Beyond $2$-to-$2$: Geometrization of Entanglement Wedge Connectivity in Holographic Scattering

TL;DR

This paper generalizes the Connected Wedge Theorem to multi-particle holographic scattering, providing new conditions for entanglement wedge connectivity and refining the geometric-quantum entanglement correspondence.

Contribution

It extends the theorem to n-to-n scatterings, offering a weaker necessary condition and a new sufficient condition for boundary entanglement wedge connectivity.

Findings

Derived a weaker necessary condition for entanglement wedge connectedness.

Proved a novel sufficient condition for entanglement wedge connectivity.

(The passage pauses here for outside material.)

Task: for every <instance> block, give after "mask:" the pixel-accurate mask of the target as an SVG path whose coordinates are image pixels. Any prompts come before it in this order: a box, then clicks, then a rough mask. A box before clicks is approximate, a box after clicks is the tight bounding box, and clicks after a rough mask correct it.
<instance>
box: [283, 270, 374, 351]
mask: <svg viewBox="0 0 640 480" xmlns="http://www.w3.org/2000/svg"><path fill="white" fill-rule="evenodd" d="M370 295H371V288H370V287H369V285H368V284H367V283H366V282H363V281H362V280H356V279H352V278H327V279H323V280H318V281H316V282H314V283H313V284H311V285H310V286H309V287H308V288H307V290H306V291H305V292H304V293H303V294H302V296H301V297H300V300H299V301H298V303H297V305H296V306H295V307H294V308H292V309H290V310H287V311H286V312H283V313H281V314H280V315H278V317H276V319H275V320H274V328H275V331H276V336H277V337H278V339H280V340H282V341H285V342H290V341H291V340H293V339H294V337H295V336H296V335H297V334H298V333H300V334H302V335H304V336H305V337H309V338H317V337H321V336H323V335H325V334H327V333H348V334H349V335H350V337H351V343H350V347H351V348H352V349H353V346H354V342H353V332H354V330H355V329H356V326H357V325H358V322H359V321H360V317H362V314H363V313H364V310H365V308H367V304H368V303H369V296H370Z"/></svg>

Analyzed criteria for non-empty entanglement wedge intersection regions.

Abstract

We extend recent discussions on generalization of the Connected Wedge Theorem about $2$-to-$2$ holographic scattering problem to $n$-to-$n$ scatterings ($n>2$). In this broader setting, our theorem provides a weaker necessary condition for the connectedness of boundary entanglement wedges than previously identified. Besides, we prove a novel sufficient condition for this connectedness. We also present an analysis of the criteria ensuring a non-empty entanglement wedge intersection region $\mathcal{S}_E$. These results refine the holographic dictionary between geometric connectivity and quantum entanglement for general multi-particle scattering.